La risa del ser que había en la casa resonó por toda su cabeza… Estaba completamente seguro de que había sido él el que las había escondido, haciendo que su hogar fuera su propia cárcel. Comenzó a reír despacio, unos segundos después lo hizo a carcajada limpia, de una manera histérica.
—¡Venga cabronazo! ¡Da la puta cara! Voy a descuartizarte y a comerme cada parte de tu cuerpo… —dijo, sin parar de reír. Ahora se encontraba en medio del salón sin ser consciente de cómo había llegado desde la puerta hasta él, tenía los pies ensangrentados a causa de los cristales, los rayos de sol se ocultaban tras el horizonte.
Por el rabillo del ojo detectó algo que se movió en el pasillo. Al mirarlo directamente, la luz azul oscura que salía de la última puerta captó su atención, allí había algo. Entrecerró los ojos para ver mejor en la oscuridad que empezaba a reinar en la casa y lo vio.

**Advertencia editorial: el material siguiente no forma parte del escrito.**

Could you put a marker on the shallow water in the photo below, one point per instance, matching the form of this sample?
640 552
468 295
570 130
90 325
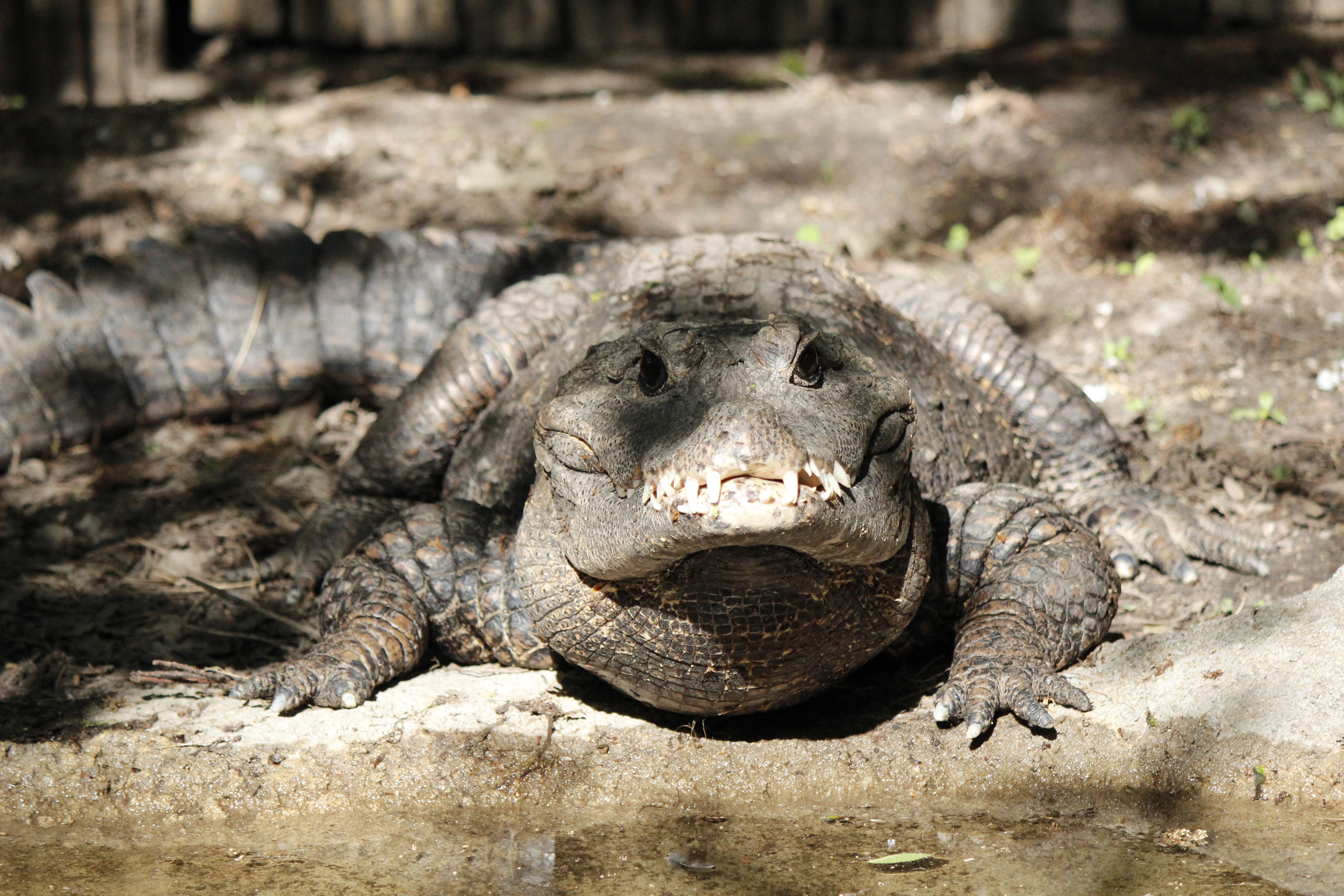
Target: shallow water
628 851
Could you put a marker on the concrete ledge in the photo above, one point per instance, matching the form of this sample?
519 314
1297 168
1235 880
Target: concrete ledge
1164 727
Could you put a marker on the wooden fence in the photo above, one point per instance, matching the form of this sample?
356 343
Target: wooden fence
117 52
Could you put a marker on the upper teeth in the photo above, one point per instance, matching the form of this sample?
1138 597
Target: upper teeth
671 488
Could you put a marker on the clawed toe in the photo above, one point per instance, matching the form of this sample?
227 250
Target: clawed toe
316 680
1006 690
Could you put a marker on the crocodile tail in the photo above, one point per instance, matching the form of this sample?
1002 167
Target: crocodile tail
232 324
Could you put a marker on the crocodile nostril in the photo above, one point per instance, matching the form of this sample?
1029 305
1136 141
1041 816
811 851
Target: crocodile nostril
654 373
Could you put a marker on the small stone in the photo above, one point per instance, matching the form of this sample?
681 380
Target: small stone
34 471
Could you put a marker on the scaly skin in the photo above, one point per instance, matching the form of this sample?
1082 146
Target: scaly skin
748 473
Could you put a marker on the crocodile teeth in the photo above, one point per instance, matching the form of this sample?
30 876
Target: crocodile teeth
713 486
828 487
843 476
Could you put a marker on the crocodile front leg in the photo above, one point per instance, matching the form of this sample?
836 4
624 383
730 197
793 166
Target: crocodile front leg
431 574
1033 590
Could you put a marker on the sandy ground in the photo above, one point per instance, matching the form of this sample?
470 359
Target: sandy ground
1066 180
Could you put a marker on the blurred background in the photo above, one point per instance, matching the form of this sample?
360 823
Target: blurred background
117 52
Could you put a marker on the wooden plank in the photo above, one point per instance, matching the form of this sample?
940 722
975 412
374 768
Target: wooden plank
263 19
612 26
511 26
49 62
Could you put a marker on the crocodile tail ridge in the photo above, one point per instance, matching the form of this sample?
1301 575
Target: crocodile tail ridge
232 323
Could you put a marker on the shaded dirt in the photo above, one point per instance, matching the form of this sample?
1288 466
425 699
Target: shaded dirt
1062 162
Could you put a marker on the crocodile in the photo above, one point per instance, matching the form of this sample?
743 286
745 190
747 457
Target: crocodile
718 472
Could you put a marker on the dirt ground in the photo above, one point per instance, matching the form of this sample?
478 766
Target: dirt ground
1159 264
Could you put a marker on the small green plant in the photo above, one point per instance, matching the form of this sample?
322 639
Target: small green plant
1228 295
1136 268
1263 413
901 859
828 171
1026 258
1190 128
1308 245
808 234
1319 90
1335 226
1116 354
749 139
957 238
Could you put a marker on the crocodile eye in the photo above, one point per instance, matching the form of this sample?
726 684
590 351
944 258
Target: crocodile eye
807 370
654 373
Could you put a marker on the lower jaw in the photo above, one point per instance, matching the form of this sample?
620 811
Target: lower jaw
740 631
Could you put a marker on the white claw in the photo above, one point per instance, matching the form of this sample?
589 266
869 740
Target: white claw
693 489
713 486
843 476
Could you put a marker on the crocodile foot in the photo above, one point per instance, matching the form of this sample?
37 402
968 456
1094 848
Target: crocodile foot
1140 523
983 684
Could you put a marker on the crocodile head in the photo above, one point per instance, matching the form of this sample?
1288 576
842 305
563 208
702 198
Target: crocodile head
686 438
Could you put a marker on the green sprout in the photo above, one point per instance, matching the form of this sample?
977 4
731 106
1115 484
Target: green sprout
1116 354
1226 293
1026 258
1261 777
808 234
1136 268
1319 90
957 238
1155 418
1335 226
901 859
1308 245
1264 412
1190 128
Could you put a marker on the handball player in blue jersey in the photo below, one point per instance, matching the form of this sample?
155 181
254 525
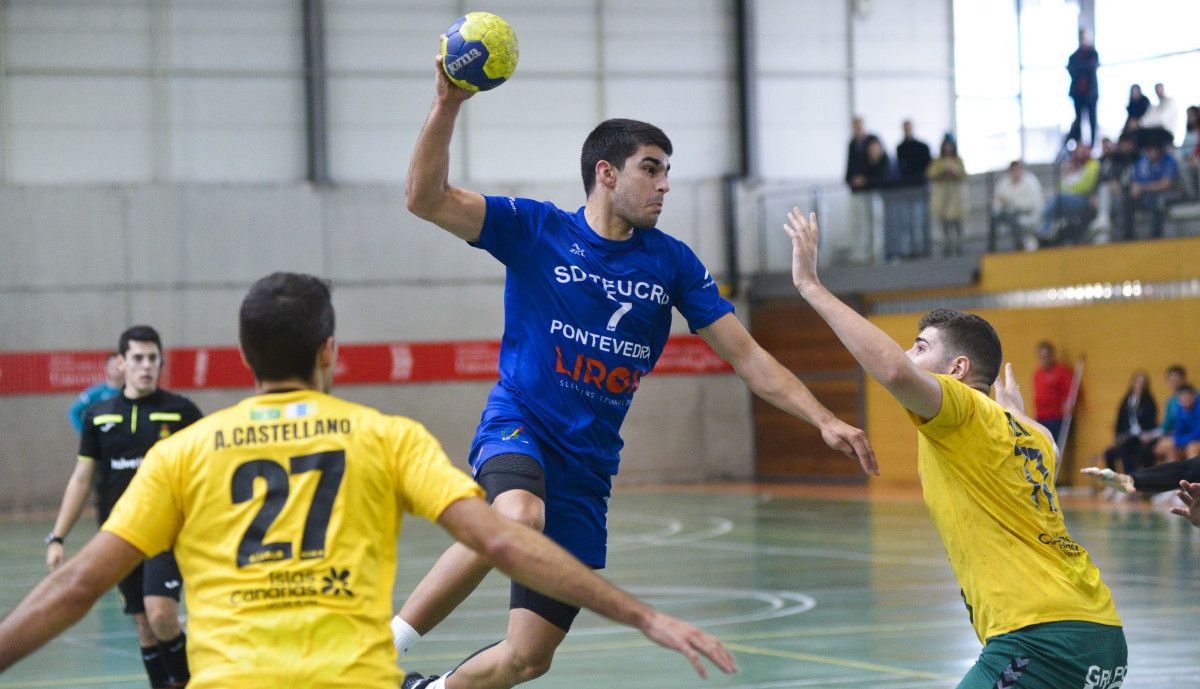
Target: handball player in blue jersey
588 301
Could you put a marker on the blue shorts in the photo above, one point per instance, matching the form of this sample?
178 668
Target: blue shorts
576 496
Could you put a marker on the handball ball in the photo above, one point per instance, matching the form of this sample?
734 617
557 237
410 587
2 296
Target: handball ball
479 52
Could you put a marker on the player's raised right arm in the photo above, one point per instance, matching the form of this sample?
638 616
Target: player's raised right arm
427 186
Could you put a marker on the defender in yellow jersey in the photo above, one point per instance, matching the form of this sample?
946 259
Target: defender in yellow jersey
283 511
988 474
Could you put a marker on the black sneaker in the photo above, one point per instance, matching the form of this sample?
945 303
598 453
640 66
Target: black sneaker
417 681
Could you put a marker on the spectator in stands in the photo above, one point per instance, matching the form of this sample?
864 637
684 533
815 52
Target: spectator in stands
1153 180
909 204
862 203
1051 389
1116 175
1161 121
1138 105
1137 423
1188 161
1187 425
1176 378
1015 204
1072 207
948 195
108 388
1084 89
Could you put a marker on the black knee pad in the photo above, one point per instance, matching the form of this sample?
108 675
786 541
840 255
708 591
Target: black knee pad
553 611
511 471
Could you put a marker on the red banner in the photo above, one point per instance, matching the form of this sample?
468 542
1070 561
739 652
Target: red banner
389 363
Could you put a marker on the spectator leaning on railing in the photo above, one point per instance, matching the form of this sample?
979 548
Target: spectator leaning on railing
1015 204
1073 202
1153 179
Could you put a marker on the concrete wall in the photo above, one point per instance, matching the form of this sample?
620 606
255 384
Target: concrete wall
151 166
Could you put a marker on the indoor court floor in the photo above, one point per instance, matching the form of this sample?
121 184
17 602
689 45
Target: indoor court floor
809 587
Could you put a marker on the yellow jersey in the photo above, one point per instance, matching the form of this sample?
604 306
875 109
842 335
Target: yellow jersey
283 511
988 481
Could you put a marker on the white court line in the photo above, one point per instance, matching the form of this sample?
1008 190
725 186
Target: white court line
829 553
778 604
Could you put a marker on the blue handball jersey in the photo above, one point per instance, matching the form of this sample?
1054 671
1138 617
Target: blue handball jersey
585 319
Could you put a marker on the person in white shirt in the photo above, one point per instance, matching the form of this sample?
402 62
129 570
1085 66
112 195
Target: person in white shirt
1163 115
1015 203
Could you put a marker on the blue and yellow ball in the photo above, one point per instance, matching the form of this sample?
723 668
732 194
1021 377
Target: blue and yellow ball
479 52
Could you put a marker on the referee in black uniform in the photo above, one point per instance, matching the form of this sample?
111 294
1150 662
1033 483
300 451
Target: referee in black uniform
117 433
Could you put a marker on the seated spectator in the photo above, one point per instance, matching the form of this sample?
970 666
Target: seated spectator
948 195
1015 204
1151 187
1187 425
1176 377
1137 423
1072 207
1187 159
1116 174
1138 105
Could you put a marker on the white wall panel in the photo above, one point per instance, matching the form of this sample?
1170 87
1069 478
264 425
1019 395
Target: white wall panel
237 130
49 34
373 125
60 240
691 36
240 234
76 129
699 115
801 36
555 37
385 35
72 319
187 317
228 35
904 36
804 127
528 131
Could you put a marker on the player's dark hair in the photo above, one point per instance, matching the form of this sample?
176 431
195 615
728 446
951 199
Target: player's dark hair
138 334
615 141
283 321
967 335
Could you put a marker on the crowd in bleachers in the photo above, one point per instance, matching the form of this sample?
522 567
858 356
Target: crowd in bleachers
1140 441
1121 192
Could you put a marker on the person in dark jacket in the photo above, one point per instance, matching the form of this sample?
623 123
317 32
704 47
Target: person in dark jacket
1138 105
1084 90
1137 421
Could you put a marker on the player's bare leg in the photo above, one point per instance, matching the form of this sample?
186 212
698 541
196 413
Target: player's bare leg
460 570
525 654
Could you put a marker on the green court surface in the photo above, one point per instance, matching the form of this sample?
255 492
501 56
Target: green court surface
808 592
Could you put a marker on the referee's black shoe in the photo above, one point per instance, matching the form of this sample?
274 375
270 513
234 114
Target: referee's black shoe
417 681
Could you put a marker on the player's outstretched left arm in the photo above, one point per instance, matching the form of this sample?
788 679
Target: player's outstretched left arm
879 354
1191 496
65 595
1008 395
539 563
773 382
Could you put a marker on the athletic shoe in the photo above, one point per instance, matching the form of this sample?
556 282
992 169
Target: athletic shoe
417 681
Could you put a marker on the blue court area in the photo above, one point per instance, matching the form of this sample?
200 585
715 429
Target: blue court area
805 588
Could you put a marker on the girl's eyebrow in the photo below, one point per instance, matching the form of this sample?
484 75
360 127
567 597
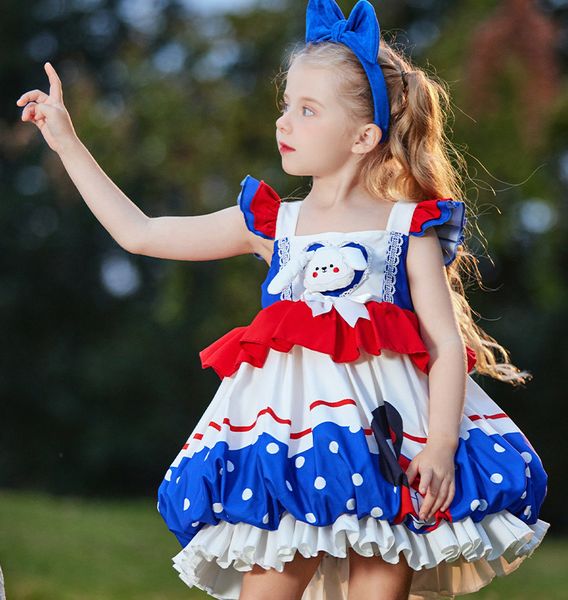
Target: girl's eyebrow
308 99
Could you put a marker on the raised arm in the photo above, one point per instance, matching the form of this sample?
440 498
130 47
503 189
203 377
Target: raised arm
202 237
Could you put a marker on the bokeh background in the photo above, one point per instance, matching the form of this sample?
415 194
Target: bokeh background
100 378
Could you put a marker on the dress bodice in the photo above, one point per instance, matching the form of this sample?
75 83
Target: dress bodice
343 269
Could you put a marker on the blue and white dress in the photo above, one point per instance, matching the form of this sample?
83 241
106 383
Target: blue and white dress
322 405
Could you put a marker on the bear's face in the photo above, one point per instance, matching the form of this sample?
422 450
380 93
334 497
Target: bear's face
328 270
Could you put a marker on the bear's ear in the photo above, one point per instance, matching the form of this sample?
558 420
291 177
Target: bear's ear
354 258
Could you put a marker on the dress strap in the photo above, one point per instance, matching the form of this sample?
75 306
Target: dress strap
287 218
401 216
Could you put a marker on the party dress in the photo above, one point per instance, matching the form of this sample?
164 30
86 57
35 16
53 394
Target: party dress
322 405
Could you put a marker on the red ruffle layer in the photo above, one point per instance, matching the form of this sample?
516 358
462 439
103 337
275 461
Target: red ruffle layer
285 323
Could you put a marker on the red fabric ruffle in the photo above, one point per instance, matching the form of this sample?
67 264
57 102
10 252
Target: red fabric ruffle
428 211
285 323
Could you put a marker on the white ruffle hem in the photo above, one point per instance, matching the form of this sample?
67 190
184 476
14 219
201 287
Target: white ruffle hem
454 559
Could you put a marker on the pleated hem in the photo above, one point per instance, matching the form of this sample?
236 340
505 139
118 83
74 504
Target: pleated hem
455 559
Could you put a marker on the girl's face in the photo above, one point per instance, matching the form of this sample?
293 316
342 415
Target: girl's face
314 123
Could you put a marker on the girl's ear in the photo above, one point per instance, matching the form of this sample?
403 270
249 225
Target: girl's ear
368 137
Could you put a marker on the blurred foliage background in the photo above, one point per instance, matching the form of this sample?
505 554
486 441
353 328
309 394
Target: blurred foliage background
100 377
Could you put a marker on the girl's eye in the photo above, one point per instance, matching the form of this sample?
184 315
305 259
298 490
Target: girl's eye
283 106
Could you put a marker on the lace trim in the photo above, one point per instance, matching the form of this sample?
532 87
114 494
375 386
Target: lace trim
394 251
283 258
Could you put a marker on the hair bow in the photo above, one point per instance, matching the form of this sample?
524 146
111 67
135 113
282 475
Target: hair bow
361 33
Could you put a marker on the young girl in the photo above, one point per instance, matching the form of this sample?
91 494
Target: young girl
348 452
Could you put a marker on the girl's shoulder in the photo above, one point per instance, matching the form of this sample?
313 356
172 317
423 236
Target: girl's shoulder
259 203
448 218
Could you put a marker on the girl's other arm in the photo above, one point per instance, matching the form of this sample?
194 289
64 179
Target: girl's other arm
202 237
439 328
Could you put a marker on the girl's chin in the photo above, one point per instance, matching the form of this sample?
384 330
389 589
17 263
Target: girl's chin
295 170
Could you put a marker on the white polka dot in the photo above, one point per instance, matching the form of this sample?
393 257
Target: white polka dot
496 478
272 448
527 456
357 479
319 483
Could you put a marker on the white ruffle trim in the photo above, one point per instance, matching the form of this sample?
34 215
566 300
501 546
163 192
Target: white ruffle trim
456 558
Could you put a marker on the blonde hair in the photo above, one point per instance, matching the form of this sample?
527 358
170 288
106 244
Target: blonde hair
414 163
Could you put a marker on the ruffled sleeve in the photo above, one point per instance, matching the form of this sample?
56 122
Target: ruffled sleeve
259 204
448 218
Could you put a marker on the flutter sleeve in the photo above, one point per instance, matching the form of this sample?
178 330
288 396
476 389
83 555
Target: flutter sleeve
448 218
259 204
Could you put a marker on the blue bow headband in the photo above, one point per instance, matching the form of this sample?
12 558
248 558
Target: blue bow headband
360 32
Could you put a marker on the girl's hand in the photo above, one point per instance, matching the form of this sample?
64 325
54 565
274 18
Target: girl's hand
437 476
48 112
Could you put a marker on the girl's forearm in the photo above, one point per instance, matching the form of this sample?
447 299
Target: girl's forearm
447 380
116 212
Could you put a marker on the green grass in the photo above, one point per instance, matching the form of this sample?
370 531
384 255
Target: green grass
70 549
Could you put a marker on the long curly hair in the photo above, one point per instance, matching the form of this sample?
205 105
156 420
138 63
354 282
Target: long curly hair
414 164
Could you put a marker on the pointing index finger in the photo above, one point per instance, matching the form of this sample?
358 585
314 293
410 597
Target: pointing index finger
55 88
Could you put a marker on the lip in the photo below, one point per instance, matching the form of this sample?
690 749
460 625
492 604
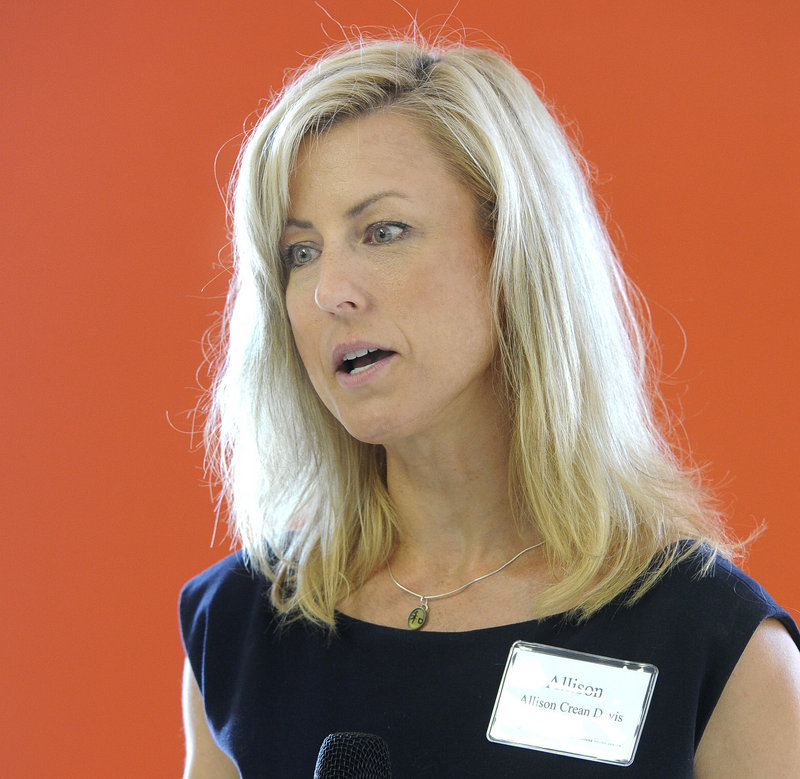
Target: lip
366 375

Una figura oscura, etérea, se encontraba en el marco de la puerta, medía al menos dos metros de altura.
—¡Aquí estoy! ¡Ven con papá! —le dijo al espectro, abriendo los brazos dándole la bienvenida. Dos boqueras de un blanco lechoso cubrían la comisura de los labios del escritor.
El ser caminó despacio encorvado por el pasillo, avanzando y apoyando las manos en el techo para no darse con él. Cuando llegó a la altura del escritor se enderezó, este contempló la majestuosidad del espectro y sonrió. El Oscuro lanzó el brazo contra el pecho de su progenitor hundiendo su gran mano en él, la sacó un instante después sin encontrar resistencia con algo entre sus dedos.
El escritor sintió cómo algo dentro de él no funcionaba correctamente, al observar qué se había llevado la criatura, pudo ver su corazón aún palpitando y empapado en sangre. En un segundo cayó fulminado al suelo. Ya todo había acabado. Para siempre.
Antes de morir tuvo un último pensamiento: Al menos, su Ópera prima había llegado a ser también su Ópera máxima… Y al fin y al cabo, obtuvo lo que siempre quiso; entregar su corazón por completo a la escritura.